Whoa. I whipped off my Walkman. No point in getting two tickets. And proceeded to have an experience straight out of low-budget Hollywood, down to the mirrored shades.
Seems like the California Highway Patrol officer, a tall, Aryan-looking fellow with an authority complex, felt I hadn’t stopped long enough at the stop sign. Seems like the officer had been hiding in a speed trap just past the intersection behind some blank agricultural-looking shed.
Seems like I had out-of-state plates.
“I stopped at the stop sign,” I told him.
“This is unfair,” I whined, squinting down at the ticket. “I live in Arizona. I can’t come to San Diego and fight this.”
The cop told me that if I signed the ticket, I wouldn’t have to go to court.
When I got home, I called the San Diego court. After several frustrating attempts to negotiate their off-putting voicemail, I finally got someone who told me not to worry. They’d be sending me something in the mail.
I went to San Francisco on business for two weeks. Big mistake. By the time I got home, I had missed the deadline for sending in the $108 — that’s right, this is how much failure to stop at a stop sign costs in the Golden State. I agonized a bit more about whether I should pay. Wasn’t this giving in to extortion?
I thought seriously about the militias and about the anti-government rhetoric that I had written about, especially in the mid-90s, when it seemed to be at its height. It occurred to me that most Americans have only two real points of noticeable contact with government: paying taxes and getting traffic tickets.
No wonder they hate the government. I was starting to hate the government, too.
I considered writing a letter disputing the ticket. John Locke, the 18th-century political philosopher, wrote about the social compact, the agreement members of a society make with each other. That’s what this country was founded on.
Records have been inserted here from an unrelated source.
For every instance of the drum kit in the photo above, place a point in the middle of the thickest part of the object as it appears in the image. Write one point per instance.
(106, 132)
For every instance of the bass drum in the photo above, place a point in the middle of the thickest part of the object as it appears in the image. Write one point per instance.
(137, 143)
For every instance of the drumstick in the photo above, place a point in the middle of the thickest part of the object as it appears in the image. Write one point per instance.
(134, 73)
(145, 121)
This cop had lied. He had broken the compact. This seemed to have dire implications for the state of the union.
But I get paid for writing things like that. Okay, maybe not exactly things like that, but along those lines. I resented the idea that I’d have to work for free by writing a detailed explanation of all of this. This cop ought to be the one doing hard time.
So I wrote a check instead. I hoped they’d be happy enough to get the $108 and wouldn’t quibble about the fact that it was late.
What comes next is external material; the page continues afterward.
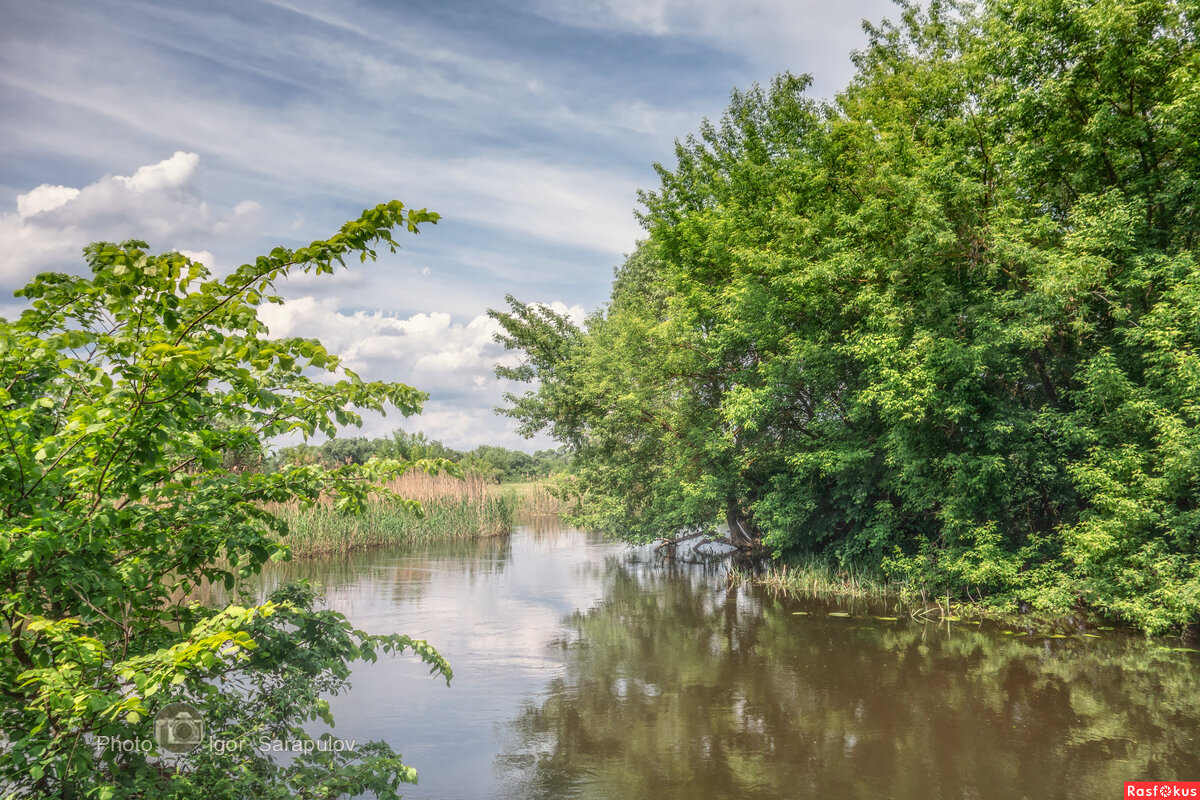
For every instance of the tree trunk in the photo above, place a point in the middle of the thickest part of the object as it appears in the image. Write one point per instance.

Like those skinny, pathetic-looking Montana guys, just like the Branch Davidians, and ol’ white trash Randy Weaver, I found out just how jackbooted government thugs could be. A collection agency started calling me. Seems they wanted another $268, a fine for failing to appear. They had to be kidding. Hadn’t the cop told me that if I signed the damn ticket, I wouldn’t have to appear?
THE COLLECTION AGENCY didn’t seem interested in my constitutional arguments. When I explained about John Locke, they told me they would contact Arizona authorities and get my license taken away.
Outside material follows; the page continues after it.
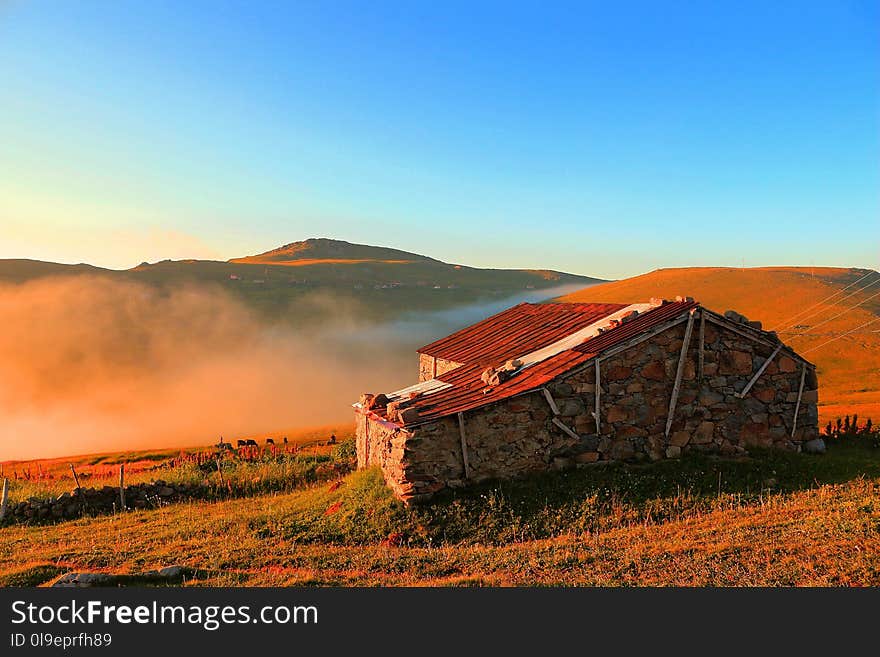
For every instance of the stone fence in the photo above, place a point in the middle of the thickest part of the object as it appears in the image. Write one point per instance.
(98, 501)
I thought I’d do better with the San Diego court. So I wrote a four-page letter explaining the whole John Locke thing and telling them this particular collection agency should not be representing them.
They blew me off.
OK, I’m ready. Sign me up, boys. California is Sodom and Gomorrah, full of corrupt thugs trampling on the constitution and the rights of hard-working Americans. The only thing is I can’t seem to find any of those militia fellers anymore. Where have they all gone?
But I think I’ve got the riff down. I’ll just tell the San Diego court one more thing: You can expect that $268 from me on the day Janet Reno and Bo Gritz have a love child. Got it, guys?
Damn, I feel American.
Susan Zakin is a contributor to Writers on the Range, a service of High Country News, based in Paonia, Colo www.hcn.org. She lives in Tucson, Ariz.